Certains acteurs craignent que cela ne se reproduise en RC médicale, quel est votre point de vue ?

La situation est un peu différente en RC médicale. C’est aussi, comme la construction, une branche longue dont la sinistralité dépend beaucoup des législations nationales et des décisions de jurisprudence. Cependant, contrairement à ce que nous avons connu en construction, les assureurs dont nous craignons qu’ils aient mal appréhendé les spécificités du marché français sont plutôt des assureurs d’une certaine taille, en général anglo-saxons. Nous sommes très attentifs à la situation car la RC médicale est une branche difficile et chroniquement déficitaire.

Quels acteurs gardez-vous à l’œil ?

Nous multiplions les réunions avec nos homologues européens. Nous leur expliquons les spécificités du marché français et les incitons à nous consulter avant d’autoriser un assureur à vendre en France des produits relevant de l’une de ces branches sensibles : la construction, la RC médicale ou le risque statutaire des collectivités territoriales notamment. Cette problématique des relations entre autorités de supervision se pose dans les mêmes termes pour les assureurs français. Lorsqu’ils souhaitent intervenir en LPS dans des marchés européens que nous connaissons mal, nous ne donnons notre accord qu’après une étroite concertation avec le superviseur du pays d’accueil car il est le seul à bien connaître le marché local. Il faut enfin préciser que ces dysfonctionnements de la LPS ont surtout été observés dans les risques des particuliers ou de très petites entreprises. Dans les grands risques, la LPS fonctionne bien et apporte un service très apprécié des entreprises clientes. Elle permet en effet à l’assureur de proposer une solution unique d’assurance pour tous les établissements d’un même groupe en Europe.

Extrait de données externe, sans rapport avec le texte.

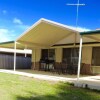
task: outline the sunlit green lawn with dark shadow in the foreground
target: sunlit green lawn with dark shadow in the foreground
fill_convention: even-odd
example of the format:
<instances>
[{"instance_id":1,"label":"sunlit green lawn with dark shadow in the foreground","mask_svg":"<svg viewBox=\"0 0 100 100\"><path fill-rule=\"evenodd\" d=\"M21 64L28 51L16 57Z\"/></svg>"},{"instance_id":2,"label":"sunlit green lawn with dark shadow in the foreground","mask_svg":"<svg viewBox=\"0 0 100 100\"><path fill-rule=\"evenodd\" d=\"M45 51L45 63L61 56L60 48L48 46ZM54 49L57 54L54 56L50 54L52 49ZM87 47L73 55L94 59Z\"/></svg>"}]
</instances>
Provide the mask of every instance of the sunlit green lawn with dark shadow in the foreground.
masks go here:
<instances>
[{"instance_id":1,"label":"sunlit green lawn with dark shadow in the foreground","mask_svg":"<svg viewBox=\"0 0 100 100\"><path fill-rule=\"evenodd\" d=\"M0 100L100 100L100 93L63 82L0 73Z\"/></svg>"}]
</instances>

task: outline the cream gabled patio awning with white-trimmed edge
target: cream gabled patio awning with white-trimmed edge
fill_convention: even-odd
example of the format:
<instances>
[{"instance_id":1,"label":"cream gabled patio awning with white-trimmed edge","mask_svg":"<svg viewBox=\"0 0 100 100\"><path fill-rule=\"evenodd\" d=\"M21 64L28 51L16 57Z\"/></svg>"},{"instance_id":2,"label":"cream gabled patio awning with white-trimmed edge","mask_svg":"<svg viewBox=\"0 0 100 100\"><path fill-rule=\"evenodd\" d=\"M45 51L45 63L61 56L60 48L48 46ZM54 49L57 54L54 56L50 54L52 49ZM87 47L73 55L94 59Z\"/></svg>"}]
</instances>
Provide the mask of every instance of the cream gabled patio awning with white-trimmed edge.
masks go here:
<instances>
[{"instance_id":1,"label":"cream gabled patio awning with white-trimmed edge","mask_svg":"<svg viewBox=\"0 0 100 100\"><path fill-rule=\"evenodd\" d=\"M24 32L16 41L27 45L28 48L49 48L65 38L67 40L67 37L75 33L79 32L75 29L71 29L69 26L42 18Z\"/></svg>"}]
</instances>

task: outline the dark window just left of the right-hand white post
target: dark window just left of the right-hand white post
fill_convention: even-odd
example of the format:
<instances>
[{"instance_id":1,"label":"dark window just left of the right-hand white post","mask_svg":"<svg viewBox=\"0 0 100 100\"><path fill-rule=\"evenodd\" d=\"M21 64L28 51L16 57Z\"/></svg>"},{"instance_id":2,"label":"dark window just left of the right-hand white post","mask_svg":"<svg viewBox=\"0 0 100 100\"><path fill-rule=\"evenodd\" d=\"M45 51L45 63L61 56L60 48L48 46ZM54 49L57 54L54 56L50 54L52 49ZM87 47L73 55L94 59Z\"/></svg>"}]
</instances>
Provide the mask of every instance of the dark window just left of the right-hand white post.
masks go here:
<instances>
[{"instance_id":1,"label":"dark window just left of the right-hand white post","mask_svg":"<svg viewBox=\"0 0 100 100\"><path fill-rule=\"evenodd\" d=\"M78 54L79 49L78 48L64 48L63 49L63 61L67 64L78 64Z\"/></svg>"}]
</instances>

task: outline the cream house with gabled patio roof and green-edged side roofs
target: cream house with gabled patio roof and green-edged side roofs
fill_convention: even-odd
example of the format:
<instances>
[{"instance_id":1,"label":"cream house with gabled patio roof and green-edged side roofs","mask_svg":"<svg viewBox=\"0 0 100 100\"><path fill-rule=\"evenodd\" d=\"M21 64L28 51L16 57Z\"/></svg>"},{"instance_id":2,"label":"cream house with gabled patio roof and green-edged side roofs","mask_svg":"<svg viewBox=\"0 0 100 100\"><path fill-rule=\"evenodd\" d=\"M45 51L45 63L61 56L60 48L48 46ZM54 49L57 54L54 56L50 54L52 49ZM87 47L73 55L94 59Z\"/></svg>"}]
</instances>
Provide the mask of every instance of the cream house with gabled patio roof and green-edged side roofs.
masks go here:
<instances>
[{"instance_id":1,"label":"cream house with gabled patio roof and green-edged side roofs","mask_svg":"<svg viewBox=\"0 0 100 100\"><path fill-rule=\"evenodd\" d=\"M80 32L77 29L54 21L41 18L26 30L15 42L0 44L0 47L32 50L32 69L40 68L42 59L54 60L57 66L72 64L78 67L80 37L82 37L81 73L100 73L99 30ZM92 36L90 35L92 34ZM80 47L81 48L81 47ZM81 51L80 51L81 54ZM16 69L16 53L14 57Z\"/></svg>"}]
</instances>

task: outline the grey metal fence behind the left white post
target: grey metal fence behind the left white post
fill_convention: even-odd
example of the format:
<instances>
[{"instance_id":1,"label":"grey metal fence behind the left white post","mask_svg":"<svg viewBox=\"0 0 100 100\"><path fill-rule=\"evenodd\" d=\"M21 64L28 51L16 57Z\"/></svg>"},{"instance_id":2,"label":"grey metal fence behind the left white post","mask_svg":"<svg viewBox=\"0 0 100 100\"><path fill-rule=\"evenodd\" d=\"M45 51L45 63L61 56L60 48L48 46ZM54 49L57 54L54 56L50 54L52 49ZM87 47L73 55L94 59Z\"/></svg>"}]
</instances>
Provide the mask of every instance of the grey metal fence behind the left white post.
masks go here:
<instances>
[{"instance_id":1,"label":"grey metal fence behind the left white post","mask_svg":"<svg viewBox=\"0 0 100 100\"><path fill-rule=\"evenodd\" d=\"M14 54L0 53L0 69L13 69ZM16 56L16 69L31 69L31 56L22 54Z\"/></svg>"}]
</instances>

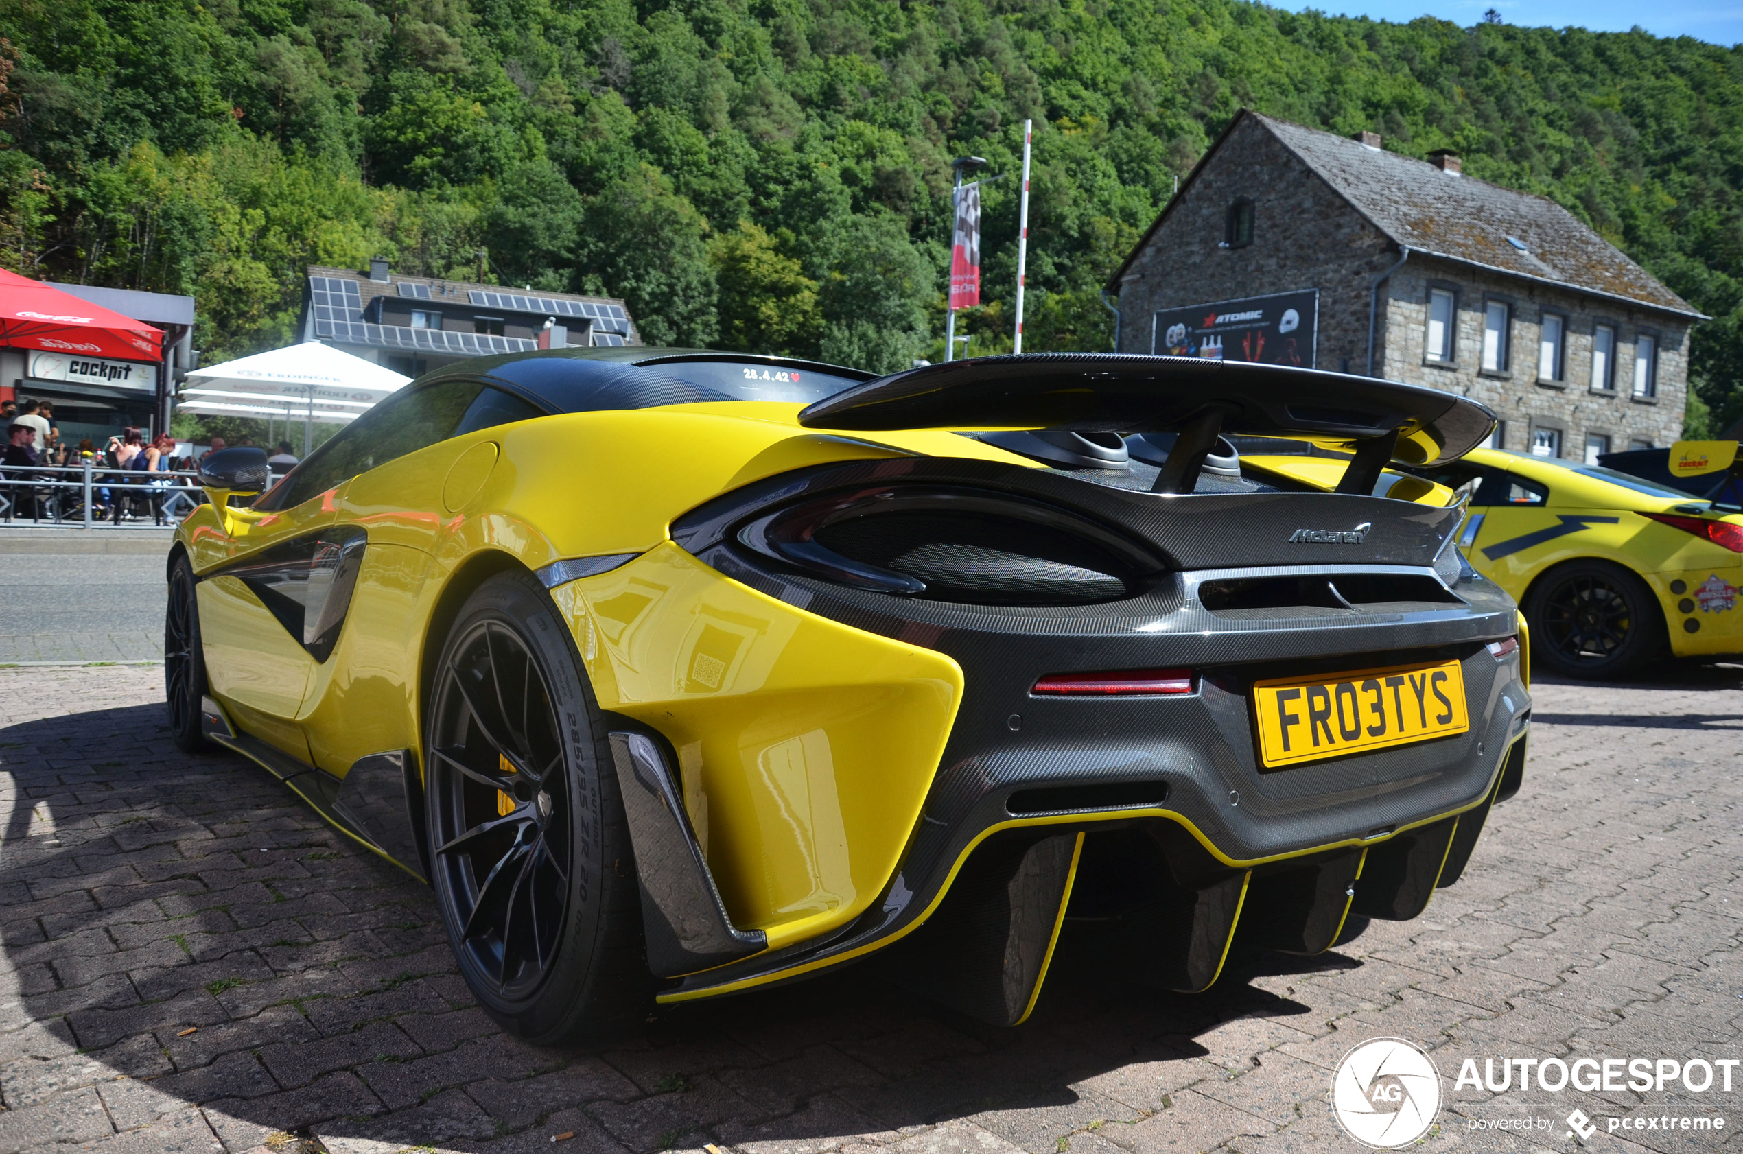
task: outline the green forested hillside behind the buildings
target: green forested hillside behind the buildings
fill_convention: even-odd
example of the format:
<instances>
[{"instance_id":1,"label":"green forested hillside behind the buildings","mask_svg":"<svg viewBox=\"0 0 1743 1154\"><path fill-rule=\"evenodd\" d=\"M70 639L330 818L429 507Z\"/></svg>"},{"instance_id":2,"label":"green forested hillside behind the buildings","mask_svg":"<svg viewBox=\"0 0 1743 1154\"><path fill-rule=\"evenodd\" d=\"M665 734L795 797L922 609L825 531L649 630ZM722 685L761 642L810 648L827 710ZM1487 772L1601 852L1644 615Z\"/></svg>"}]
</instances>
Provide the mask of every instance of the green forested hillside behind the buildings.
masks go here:
<instances>
[{"instance_id":1,"label":"green forested hillside behind the buildings","mask_svg":"<svg viewBox=\"0 0 1743 1154\"><path fill-rule=\"evenodd\" d=\"M1107 347L1102 277L1248 105L1567 204L1715 317L1743 417L1740 49L1241 0L0 0L0 263L193 293L207 357L373 255L624 296L648 342L939 356L950 157L1013 171L1023 117L1028 347Z\"/></svg>"}]
</instances>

La concertation et la collaboration entre les régulateurs est-elle valable avec tous les pays ?

Je ne souhaite pas citer tel ou tel pays mais il est exact que la situation de Gibraltar est un peu particulière dans le contexte d’un Brexit dont nous ne connaissons encore ni la date ni les effets.

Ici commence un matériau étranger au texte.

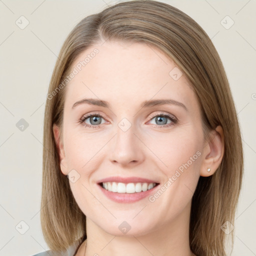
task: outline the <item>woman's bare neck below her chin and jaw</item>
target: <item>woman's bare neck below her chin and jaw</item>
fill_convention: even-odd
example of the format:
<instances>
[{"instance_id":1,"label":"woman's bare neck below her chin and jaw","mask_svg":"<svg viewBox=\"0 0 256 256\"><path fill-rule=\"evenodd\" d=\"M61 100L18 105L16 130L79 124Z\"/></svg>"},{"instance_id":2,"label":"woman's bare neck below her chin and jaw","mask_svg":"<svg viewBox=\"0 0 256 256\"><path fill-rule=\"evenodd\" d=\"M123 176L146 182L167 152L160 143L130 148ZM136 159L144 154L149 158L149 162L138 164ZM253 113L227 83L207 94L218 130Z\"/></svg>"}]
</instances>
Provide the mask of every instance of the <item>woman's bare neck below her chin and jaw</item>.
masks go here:
<instances>
[{"instance_id":1,"label":"woman's bare neck below her chin and jaw","mask_svg":"<svg viewBox=\"0 0 256 256\"><path fill-rule=\"evenodd\" d=\"M191 202L179 215L168 222L161 221L163 223L161 226L152 227L150 231L143 234L132 233L131 227L124 235L112 235L96 225L91 219L86 218L87 239L82 246L85 249L87 242L85 255L194 255L189 248L190 207Z\"/></svg>"}]
</instances>

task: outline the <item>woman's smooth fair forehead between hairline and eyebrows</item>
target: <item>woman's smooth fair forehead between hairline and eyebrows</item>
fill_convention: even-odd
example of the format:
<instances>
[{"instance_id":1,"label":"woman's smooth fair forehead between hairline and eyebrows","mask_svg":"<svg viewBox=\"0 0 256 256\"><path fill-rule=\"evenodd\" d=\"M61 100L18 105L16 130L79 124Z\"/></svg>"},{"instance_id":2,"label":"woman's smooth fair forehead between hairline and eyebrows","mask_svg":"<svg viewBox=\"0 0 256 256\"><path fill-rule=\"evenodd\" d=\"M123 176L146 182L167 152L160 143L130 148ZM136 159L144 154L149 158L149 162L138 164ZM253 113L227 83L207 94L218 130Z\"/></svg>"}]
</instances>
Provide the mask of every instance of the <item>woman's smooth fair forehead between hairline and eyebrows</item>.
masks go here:
<instances>
[{"instance_id":1,"label":"woman's smooth fair forehead between hairline and eyebrows","mask_svg":"<svg viewBox=\"0 0 256 256\"><path fill-rule=\"evenodd\" d=\"M68 105L84 97L129 106L151 98L195 100L189 81L173 60L144 43L95 44L78 55L74 69L77 73L66 87Z\"/></svg>"}]
</instances>

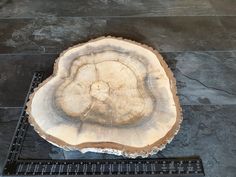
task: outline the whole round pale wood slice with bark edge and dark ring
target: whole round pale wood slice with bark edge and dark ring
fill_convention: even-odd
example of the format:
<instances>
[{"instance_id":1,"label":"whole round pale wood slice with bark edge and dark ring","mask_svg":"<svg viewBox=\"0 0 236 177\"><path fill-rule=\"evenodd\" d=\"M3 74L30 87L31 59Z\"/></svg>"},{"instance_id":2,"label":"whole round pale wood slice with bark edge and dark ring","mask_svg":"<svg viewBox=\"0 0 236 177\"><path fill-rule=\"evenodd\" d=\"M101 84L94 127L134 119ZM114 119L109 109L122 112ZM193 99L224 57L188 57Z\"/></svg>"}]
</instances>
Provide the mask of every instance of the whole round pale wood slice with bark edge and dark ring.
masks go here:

Vous avez publié en décembre une note incitant les assureurs à peigner leur portefeuille cyber, les assureurs français sont-ils particulièrement exposés ?

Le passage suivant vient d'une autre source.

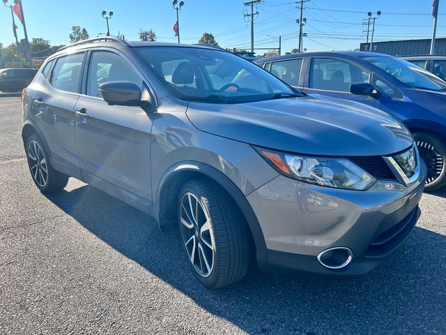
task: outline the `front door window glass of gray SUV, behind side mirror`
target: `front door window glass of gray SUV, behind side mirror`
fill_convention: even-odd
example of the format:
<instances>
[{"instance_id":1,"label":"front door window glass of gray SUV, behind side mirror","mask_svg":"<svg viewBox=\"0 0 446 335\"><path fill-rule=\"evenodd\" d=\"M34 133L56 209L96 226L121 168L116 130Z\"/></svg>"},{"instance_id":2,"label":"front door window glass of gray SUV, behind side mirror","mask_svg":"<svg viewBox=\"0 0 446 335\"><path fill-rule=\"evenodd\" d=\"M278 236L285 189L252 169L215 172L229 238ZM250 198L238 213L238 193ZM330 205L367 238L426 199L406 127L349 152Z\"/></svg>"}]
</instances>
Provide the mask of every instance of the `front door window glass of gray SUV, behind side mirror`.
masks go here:
<instances>
[{"instance_id":1,"label":"front door window glass of gray SUV, behind side mirror","mask_svg":"<svg viewBox=\"0 0 446 335\"><path fill-rule=\"evenodd\" d=\"M99 85L103 82L124 81L137 84L143 91L142 79L123 57L109 51L95 51L91 55L86 85L88 96L100 97Z\"/></svg>"}]
</instances>

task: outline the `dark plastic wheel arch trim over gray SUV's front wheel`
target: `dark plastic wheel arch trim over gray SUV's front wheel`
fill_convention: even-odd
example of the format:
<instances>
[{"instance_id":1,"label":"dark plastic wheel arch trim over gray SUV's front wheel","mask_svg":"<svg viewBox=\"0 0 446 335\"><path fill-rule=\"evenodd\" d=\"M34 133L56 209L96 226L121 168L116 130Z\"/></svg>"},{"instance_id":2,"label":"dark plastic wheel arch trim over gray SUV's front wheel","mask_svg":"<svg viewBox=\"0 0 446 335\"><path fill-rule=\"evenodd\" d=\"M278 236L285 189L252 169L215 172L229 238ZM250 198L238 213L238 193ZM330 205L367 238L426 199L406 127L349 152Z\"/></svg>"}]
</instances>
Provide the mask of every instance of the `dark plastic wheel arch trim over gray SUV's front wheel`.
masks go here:
<instances>
[{"instance_id":1,"label":"dark plastic wheel arch trim over gray SUV's front wheel","mask_svg":"<svg viewBox=\"0 0 446 335\"><path fill-rule=\"evenodd\" d=\"M213 168L210 165L196 162L196 161L183 161L180 163L176 163L172 165L160 179L160 183L157 187L157 193L155 195L155 203L153 212L155 217L157 218L158 224L160 223L159 215L160 215L160 198L162 188L169 183L169 180L173 178L179 172L198 172L199 174L203 174L210 179L213 179L215 182L220 184L224 190L231 195L233 200L236 202L240 210L242 211L243 216L245 216L245 220L249 225L249 230L251 230L251 234L254 240L254 245L256 247L256 260L259 265L259 268L263 271L268 271L268 260L267 260L267 251L266 251L266 243L265 238L263 237L263 232L260 228L259 221L257 220L256 214L252 210L251 205L243 195L240 188L236 186L236 184L231 181L228 177L226 177L222 172Z\"/></svg>"}]
</instances>

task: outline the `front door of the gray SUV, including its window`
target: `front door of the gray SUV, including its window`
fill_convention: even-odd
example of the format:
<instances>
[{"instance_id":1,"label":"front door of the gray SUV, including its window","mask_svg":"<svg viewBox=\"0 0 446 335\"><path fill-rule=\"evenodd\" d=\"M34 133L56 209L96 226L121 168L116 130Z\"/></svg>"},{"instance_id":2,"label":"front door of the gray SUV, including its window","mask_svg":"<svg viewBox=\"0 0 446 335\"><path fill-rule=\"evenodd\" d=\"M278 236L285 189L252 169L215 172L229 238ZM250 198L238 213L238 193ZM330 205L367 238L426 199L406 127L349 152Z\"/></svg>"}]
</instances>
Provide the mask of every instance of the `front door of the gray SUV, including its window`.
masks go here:
<instances>
[{"instance_id":1,"label":"front door of the gray SUV, including its window","mask_svg":"<svg viewBox=\"0 0 446 335\"><path fill-rule=\"evenodd\" d=\"M87 71L85 94L76 104L76 141L82 178L118 198L116 193L125 193L125 200L149 199L153 110L108 105L99 91L102 82L130 81L144 95L143 77L128 59L107 50L90 53Z\"/></svg>"}]
</instances>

Le risque cyber est un défi majeur pour la société tout entière et il est donc normal que le superviseur suive de près la manière dont les assureurs l’appréhendent pour protéger leur propre exploitation, mais aussi pour proposer des couvertures d’assurance à leurs clients. Les garanties cyber sont appelées à se développer mais, s’agissant d’un risque émergent, le marché a encore des difficultés à le cerner et à définir des garanties parfaitement adaptées. Il doit aussi mieux identifier les « garanties silencieuses », c’est-à-dire non explicites, qui sont encore présentes dans certains portefeuilles. Il faudra encore du temps pour que le marché du risque cyber devienne mature, et que la frontière entre ce qui est assurable et ce qui ne l’est pas soit mieux précisée.

Qu’attendez-vous de la révision de Solvabilité II ?

Nous attendons beaucoup de la révision Solvabilité II. Je m’en tiendrai par conséquent aux trois objectifs majeurs de la révision du point de vue du superviseur : simplifier, ne pas défavoriser l’investissement en actions, et élargir les effets du principe de proportionnalité. L’exercice de révision devra en outre respecter une contrainte forte en ne conduisant pas, toutes choses égales par ailleurs, à des exigences de capital accrues.